Resort Occupancy Growth Prediction with Polynomial Regression in ML

FREE Online Courses: Dive into Knowledge for Free. Learn More!

Resort operators and revenue‑management teams need to forecast week‑over‑week occupancy growth (%) for room inventory, using only early‑week metrics—prior occupancy, average lead time, booking pace (daily arrivals), promotional status, and seasonal indicators—before mid‑week rate adjustments. Empirical patterns show nonlinear dynamics: small increases in lead time can sharply boost occupancy during off‑peak periods but yield diminishing returns near full capacity; promotions interact with seasonality in complex ways. A plain linear model underfits these curved responses, while a naïve high‑degree polynomial overfits noise.
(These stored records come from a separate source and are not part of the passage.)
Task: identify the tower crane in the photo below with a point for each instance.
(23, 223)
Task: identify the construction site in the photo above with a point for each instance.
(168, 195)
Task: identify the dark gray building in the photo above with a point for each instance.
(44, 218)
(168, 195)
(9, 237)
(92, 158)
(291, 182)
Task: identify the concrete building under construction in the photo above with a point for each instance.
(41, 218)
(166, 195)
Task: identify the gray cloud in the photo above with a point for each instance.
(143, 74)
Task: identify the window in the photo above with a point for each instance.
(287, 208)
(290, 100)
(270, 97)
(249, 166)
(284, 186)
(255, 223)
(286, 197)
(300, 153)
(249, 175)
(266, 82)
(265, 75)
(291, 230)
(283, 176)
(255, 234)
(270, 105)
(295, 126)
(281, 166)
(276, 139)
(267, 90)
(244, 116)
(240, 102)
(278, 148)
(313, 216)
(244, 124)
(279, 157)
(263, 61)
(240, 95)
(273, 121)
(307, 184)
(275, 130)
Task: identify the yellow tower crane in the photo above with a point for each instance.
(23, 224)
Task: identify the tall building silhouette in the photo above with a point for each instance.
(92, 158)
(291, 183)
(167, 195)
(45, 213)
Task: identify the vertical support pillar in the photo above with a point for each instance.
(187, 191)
By applying Polynomial Regression on engineered features with Ridge regularisation, we capture smooth, interpretable growth curves and deliver accurate occupancy‑growth forecasts for optimized rate decisions.

Dataset

Hotel Booking Demand

Step-by-Step Code Implementation

1. Libraries Required

import pandas as pd  
import numpy as np  

import matplotlib.pyplot as plt  
import seaborn as sns  

from sklearn.model_selection import train_test_split, GridSearchCV  
from sklearn.preprocessing import StandardScaler, PolynomialFeatures  
from sklearn.compose import ColumnTransformer  
from sklearn.linear_model import Ridge  
from sklearn.pipeline import Pipeline  
from sklearn.metrics import mean_squared_error, r2_score

2. Import Libraries & Load Data

import pandas as pd  
# Load and filter for resort hotels only  
df = pd.read_csv("data/hotel_bookings.csv")  
df = df[df['hotel'] == 'Resort Hotel']  

3. Feature Engineering & Exploratory Analysis

Data aggregation: group daily bookings to weekly totals for resort hotels; compute prior‑week bookings and growth_pct as our target.

import seaborn as sns  
import matplotlib.pyplot as plt  

# Compute week number and arrival-date lag  
df['arrival_date'] = pd.to_datetime(df['arrival_date_year'].astype(str) + '-'  
                                    + df['arrival_date_month'] + '-'  
                                    + df['arrival_date_day_of_month'].astype(str))  
df['week'] = df['arrival_date'].dt.isocalendar().week  
# Group to weekly occupancy and booking metrics  
weekly = (df.groupby('week')  
            .agg({  
                'is_canceled': 'count',         # total bookings  
                'lead_time': 'mean',            # avg lead time  
                'arrival_date': 'count',        # proxy arrivals  
                'arrival_date_month': 'first',  # season  
                'is_repeated_guest': 'mean'     # repeat %  
            })  
            .rename(columns={'is_canceled':'bookings'})  
            .reset_index())  
# Compute prior-week occupancy growth  
weekly['bookings_prev'] = weekly['bookings'].shift(1)  
weekly['growth_pct'] = ((weekly['bookings'] - weekly['bookings_prev'])  
                        / weekly['bookings_prev']) * 100  
weekly.dropna(subset=['growth_pct'], inplace=True)  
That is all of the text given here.